Lei ha ora più di 80 anni e...
...Sono consapevole del fatto che la mia fine terrena è vicina. Una volta pensavo – già, ho avuto una vita faticosa – che non sarei arrivato ai 50 anni. Ora faccio i conti con la morte, può arrivare in ogni momento. Chi ogni giorno tiene la morte davanti agli occhi, ne ha meno paura. Sono pronto. Ho vissuto sette vite. Non mi concedo alcuna nostalgia di vecchiaia, non mi aggrappo spasmodicamente alla giovinezza. A volte mi chiedono: “Come vorrebbe morire?” Sorridendo rispondo: “Durante un viaggio di lavoro!”. Ed ora aggiungo: “Ad ogni modo non in una casa di cura.”
Il suo amico, il professore di retorica Walter Jens, è sprofondato in un mondo al di là del pensiero, al di là delle parole, è affetto da demenza. È stato un difensore dell'eutanasia attiva, sua moglie Inge dice: “Ha perso il momento giusto in cui avrebbe potuto passare dalla vita alla morte”.
Per me la vita è un dono di Dio, del quale sono responsabile. E fino all'ultimo respiro. È rimessa alla mia responsabilità e non a quella della Chiesa o del papa o di un prete, di un medico, di un giudice. È mia responsabilità e in ultima analisi sono io responsabile di fronte alla più alta istanza: Dio. Dico solo che non vorrei mancare il momento giusto.

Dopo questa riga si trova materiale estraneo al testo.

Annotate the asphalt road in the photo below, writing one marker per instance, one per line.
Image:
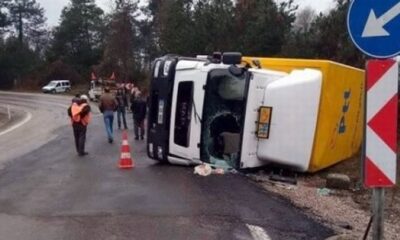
(48, 192)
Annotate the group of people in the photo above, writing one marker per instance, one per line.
(110, 104)
(80, 114)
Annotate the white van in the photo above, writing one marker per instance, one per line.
(57, 86)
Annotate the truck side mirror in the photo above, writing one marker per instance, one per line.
(231, 58)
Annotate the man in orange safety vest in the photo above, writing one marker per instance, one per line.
(79, 113)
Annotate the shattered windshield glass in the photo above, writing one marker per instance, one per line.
(223, 117)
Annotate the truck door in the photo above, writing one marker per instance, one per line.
(160, 108)
(186, 111)
(223, 117)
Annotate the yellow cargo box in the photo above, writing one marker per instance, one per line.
(341, 111)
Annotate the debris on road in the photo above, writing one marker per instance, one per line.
(324, 192)
(338, 181)
(203, 170)
(208, 169)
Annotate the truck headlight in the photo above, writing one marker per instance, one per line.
(167, 64)
(159, 152)
(151, 151)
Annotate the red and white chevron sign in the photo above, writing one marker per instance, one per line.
(381, 128)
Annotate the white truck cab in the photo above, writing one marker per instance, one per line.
(216, 111)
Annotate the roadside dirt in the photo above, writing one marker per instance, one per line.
(346, 211)
(3, 118)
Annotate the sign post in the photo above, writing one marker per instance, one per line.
(374, 27)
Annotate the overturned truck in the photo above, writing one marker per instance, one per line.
(248, 112)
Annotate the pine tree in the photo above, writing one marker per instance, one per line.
(27, 17)
(78, 40)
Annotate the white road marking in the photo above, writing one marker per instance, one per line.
(258, 233)
(26, 119)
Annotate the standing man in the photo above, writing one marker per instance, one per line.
(80, 118)
(138, 108)
(107, 105)
(122, 104)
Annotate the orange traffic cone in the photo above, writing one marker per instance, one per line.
(125, 162)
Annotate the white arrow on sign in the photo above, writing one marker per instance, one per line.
(374, 25)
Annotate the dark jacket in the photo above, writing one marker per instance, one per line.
(121, 99)
(138, 108)
(107, 103)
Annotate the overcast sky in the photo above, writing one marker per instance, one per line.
(53, 7)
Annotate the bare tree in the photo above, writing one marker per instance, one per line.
(304, 19)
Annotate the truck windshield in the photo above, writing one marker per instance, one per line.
(223, 117)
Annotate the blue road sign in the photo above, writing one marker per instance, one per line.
(374, 27)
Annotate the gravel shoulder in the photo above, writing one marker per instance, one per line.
(347, 212)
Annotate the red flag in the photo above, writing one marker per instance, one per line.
(112, 76)
(93, 76)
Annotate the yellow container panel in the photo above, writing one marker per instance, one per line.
(340, 116)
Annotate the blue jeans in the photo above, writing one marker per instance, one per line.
(121, 111)
(108, 122)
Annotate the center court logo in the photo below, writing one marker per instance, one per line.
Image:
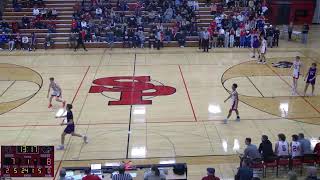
(133, 90)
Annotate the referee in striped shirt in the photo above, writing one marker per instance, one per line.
(122, 175)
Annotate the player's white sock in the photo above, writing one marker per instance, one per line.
(60, 147)
(225, 121)
(85, 139)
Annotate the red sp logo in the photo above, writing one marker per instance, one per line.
(132, 89)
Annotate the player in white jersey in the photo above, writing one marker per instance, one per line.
(282, 146)
(295, 147)
(235, 100)
(263, 50)
(296, 71)
(56, 92)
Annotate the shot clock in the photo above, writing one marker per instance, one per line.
(27, 161)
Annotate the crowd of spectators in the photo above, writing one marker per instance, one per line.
(239, 27)
(296, 149)
(42, 18)
(149, 22)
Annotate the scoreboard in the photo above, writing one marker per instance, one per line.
(27, 161)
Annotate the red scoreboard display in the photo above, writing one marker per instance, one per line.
(27, 161)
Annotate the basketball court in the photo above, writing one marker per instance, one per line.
(173, 111)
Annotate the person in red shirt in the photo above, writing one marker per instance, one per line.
(210, 176)
(90, 176)
(316, 149)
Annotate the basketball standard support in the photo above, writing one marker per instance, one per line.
(316, 17)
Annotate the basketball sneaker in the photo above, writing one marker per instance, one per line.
(60, 147)
(225, 121)
(85, 139)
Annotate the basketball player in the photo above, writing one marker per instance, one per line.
(70, 128)
(235, 99)
(282, 146)
(296, 66)
(311, 78)
(56, 92)
(295, 147)
(263, 50)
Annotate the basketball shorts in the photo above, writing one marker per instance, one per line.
(310, 81)
(295, 75)
(234, 106)
(69, 129)
(56, 94)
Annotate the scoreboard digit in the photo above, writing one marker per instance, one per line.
(27, 161)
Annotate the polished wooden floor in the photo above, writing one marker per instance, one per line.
(185, 126)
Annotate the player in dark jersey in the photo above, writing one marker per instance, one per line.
(311, 78)
(70, 128)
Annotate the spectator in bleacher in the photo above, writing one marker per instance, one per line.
(200, 38)
(35, 11)
(305, 31)
(98, 12)
(265, 148)
(16, 6)
(33, 43)
(51, 27)
(205, 40)
(221, 36)
(18, 41)
(152, 40)
(11, 42)
(290, 29)
(74, 25)
(226, 38)
(292, 175)
(48, 42)
(89, 176)
(5, 27)
(168, 14)
(251, 152)
(181, 38)
(316, 149)
(295, 147)
(80, 40)
(312, 173)
(232, 37)
(210, 175)
(3, 40)
(244, 172)
(84, 24)
(159, 39)
(168, 35)
(38, 2)
(276, 37)
(62, 174)
(44, 13)
(72, 40)
(213, 8)
(122, 175)
(54, 13)
(270, 33)
(126, 42)
(25, 22)
(110, 38)
(154, 174)
(25, 42)
(282, 146)
(305, 145)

Che cosa si aspetta alla fine della vita?
Come ho detto, sono curioso. La morte è per tutti una prima. Ho la fondata fiducia che non finirò in un nulla. “Era tutto qui?”, ha scritto Kurt Tucholsky, che si è tolto la vita nel 1935: “Se dovessi morire adesso, direi: ‘Era tutto qui?' e: 'Non ho capito bene.” E: “È stato un po' confuso”. Ma no, io non la penso così. Non è tutto qui. Io credo alla vita eterna.
Walter Jens una volta mi ha detto che lassù avrebbe incontrato volentieri Heinrich Böll e Willy Brandt.
Certo, anch'io incontrerei molto volentieri certe persone. In ogni caso preferirei Mozart a Brandt, e mi piacerebbe conoscere Tommaso Moro. Ma che ne so? Le fantasie non rendono giustizia alla serietà della morte.
E che cosa dirà a Dio, nel caso esistesse, quando le chiederà: “Che cosa hai fatto per rendere il mondo migliore?”
So che non mi farà questa domanda, perché lo sa già.